Monday morning will concentrate on Adani Wilmar shares after the Adani group company issued operational updates for the March quarter. Following the Centre’s decision to revise the domestic natural gas pricing guidelines, Adani Total Gas, another group company, will be on investors’ radar.
Adani Wilmar
Adani Wilmar reported that imports of edible oils were more stable in the March quarter compared to earlier in the year. It was stated that prices have decreased from historically high levels and have remained stable, resulting in a rise in consumer demand, particularly in rural areas.
Mustard, a key domestic oilseed, is anticipated to yield a record crop of close to 11 metric tons in fiscal year 2023, up 5 percent from the previous year. Adani Wilmar noted that wheat prices in the food segment began rising in July 2022, prompting the government to discharge wheat stock onto the market to increase supply, resulting in the normalization of wheat prices.
Adani Wilmar reported that the branded sales volume for the edible oil segment grew 4% for the March quarter, as a result of increased consumer demand and lower edible oil prices. However, the aggregate volume of oil sales decreased due to a decline in demand from the baking and sauté industries. According to the report, the Food business is executing well on its long-term plan and expanding its operations across India, registering a volume growth of 40% YoY in Q4FY23, with strong growth in key categories.

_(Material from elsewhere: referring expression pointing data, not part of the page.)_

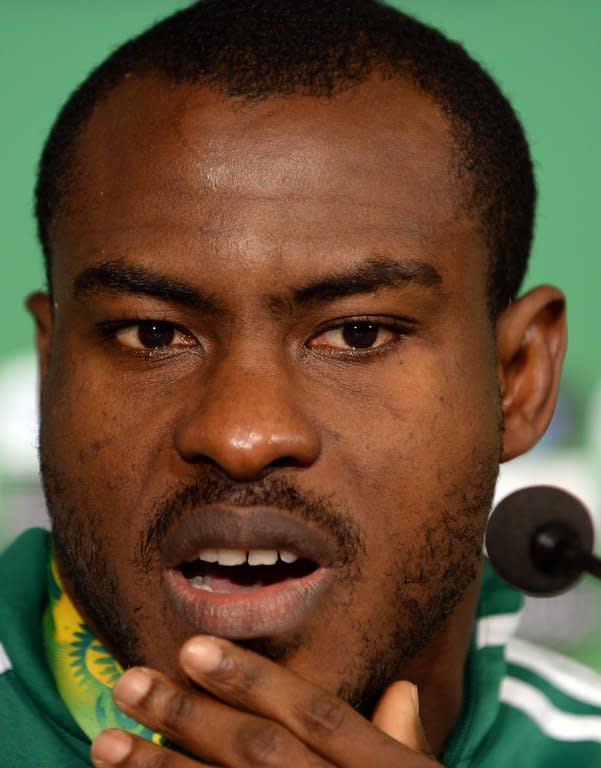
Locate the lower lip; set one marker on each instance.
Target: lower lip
(261, 612)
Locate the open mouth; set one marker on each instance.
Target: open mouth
(230, 571)
(243, 572)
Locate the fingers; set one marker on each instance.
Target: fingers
(397, 714)
(205, 727)
(117, 748)
(323, 722)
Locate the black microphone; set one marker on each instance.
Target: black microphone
(540, 540)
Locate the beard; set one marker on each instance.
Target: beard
(382, 650)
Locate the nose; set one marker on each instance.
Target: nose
(247, 422)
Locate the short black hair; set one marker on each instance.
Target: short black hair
(258, 48)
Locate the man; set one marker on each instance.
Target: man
(281, 358)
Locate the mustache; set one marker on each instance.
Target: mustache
(215, 488)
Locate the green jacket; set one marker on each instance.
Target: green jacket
(524, 706)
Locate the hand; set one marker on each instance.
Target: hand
(256, 713)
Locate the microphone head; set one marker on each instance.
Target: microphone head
(514, 526)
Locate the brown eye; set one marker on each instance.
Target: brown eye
(360, 335)
(149, 335)
(153, 335)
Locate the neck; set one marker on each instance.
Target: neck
(437, 670)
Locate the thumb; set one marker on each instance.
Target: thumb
(397, 714)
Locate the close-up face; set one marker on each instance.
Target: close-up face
(270, 409)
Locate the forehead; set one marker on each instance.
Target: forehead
(373, 167)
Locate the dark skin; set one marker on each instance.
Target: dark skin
(289, 221)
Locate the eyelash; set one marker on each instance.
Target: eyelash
(404, 327)
(109, 332)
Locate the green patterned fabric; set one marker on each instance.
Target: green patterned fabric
(84, 671)
(523, 705)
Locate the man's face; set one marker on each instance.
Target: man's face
(270, 333)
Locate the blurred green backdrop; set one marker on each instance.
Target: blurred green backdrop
(547, 56)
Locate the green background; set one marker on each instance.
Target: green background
(545, 53)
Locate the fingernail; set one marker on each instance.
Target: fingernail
(415, 694)
(111, 747)
(203, 654)
(132, 686)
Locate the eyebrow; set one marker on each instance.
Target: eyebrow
(379, 272)
(115, 277)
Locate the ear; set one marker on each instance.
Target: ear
(531, 344)
(40, 307)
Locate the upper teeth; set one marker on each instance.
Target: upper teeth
(241, 556)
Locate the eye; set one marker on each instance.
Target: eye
(153, 335)
(360, 335)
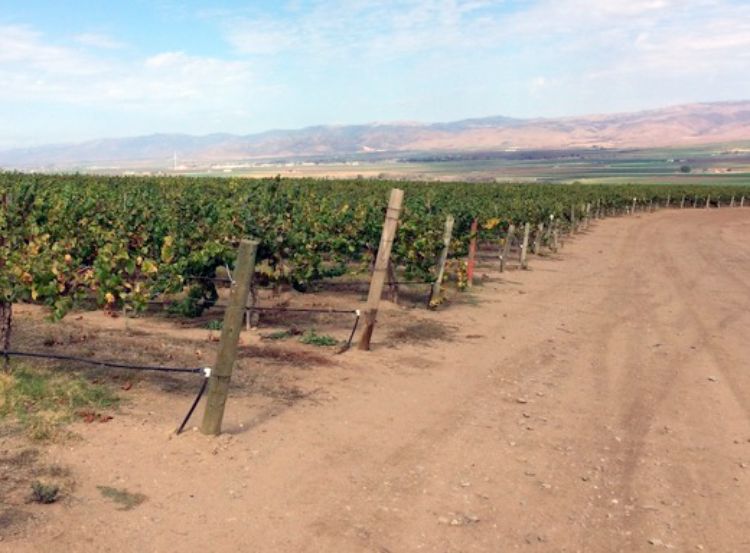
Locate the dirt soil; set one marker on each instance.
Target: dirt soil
(599, 402)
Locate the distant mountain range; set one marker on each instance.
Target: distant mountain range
(691, 124)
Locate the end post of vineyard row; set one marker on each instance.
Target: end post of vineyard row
(471, 262)
(440, 269)
(218, 383)
(381, 266)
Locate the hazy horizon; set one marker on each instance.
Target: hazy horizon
(194, 67)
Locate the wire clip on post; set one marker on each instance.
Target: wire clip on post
(201, 391)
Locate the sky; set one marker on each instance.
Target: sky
(79, 70)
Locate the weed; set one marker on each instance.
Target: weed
(44, 493)
(278, 335)
(123, 497)
(312, 338)
(42, 400)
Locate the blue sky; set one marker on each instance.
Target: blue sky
(78, 70)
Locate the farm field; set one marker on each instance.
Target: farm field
(718, 164)
(598, 402)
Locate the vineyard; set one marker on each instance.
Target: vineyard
(122, 242)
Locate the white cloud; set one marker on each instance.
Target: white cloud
(32, 70)
(98, 40)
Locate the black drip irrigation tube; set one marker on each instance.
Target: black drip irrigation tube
(205, 371)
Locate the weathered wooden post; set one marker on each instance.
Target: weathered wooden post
(392, 282)
(538, 236)
(447, 235)
(381, 266)
(471, 262)
(506, 246)
(525, 246)
(573, 219)
(555, 239)
(218, 382)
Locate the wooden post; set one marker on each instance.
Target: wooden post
(573, 219)
(506, 246)
(472, 255)
(6, 305)
(538, 238)
(392, 282)
(555, 239)
(447, 235)
(381, 266)
(218, 382)
(525, 246)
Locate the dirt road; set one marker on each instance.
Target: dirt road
(598, 403)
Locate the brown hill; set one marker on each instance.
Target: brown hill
(691, 124)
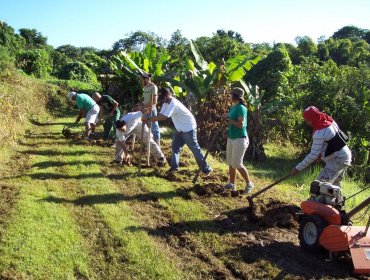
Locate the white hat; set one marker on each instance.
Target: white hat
(70, 95)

For fiscal year 23 (FY23), Adani Wilmar reported close to 14% volume growth, which enabled it to surpass Rs 55,000 crore in revenue. The Adani group company reported making significant strides in expanding its operations and acquiring market share for culinary products.
“The expansion of the culinary industry is exceeding our expectations. We have made significant strides in all new product enablers, including sourcing, manufacturing, distribution, brand development, and team fortifying. We ended FY23 with approximately Rs 3,800 crore in Food & FMCG segment revenue, registering a robust growth of approximately 40% YoY in volumes and 55% YoY in revenue terms, while seeding numerous new growth avenues throughout the year “it said.
Adani Total Gas
Following the Centre’s decision to revise the domestic natural gas pricing guidelines, Adani Total Gas, among others, has reduced CNG and PNG prices. Adani Total reduced the prices of CNG and PNG to up to Rs 8.13 per kilogram and Rs 5.06 per standard cubic metre, respectively. ATGL also announced a reduction of Rs 3 per scm in the price of PNG for industrial and commercial consumers.
A day after the Union government announced a revised new pricing mechanism for the majority of domestically produced natural gas by state-owned explorers, the prices were revised. According to the government, the new pricing structure will reduce the price of CNG and PNG.
ATGL praised the Central government’s decision to link the Administered Price Mechanism (APM) Price for gas supply to CNG vehicles and residential households to 10% of the Indian crude basket, with a minimum of $4 and a maximum of $6.5 per mmBtu.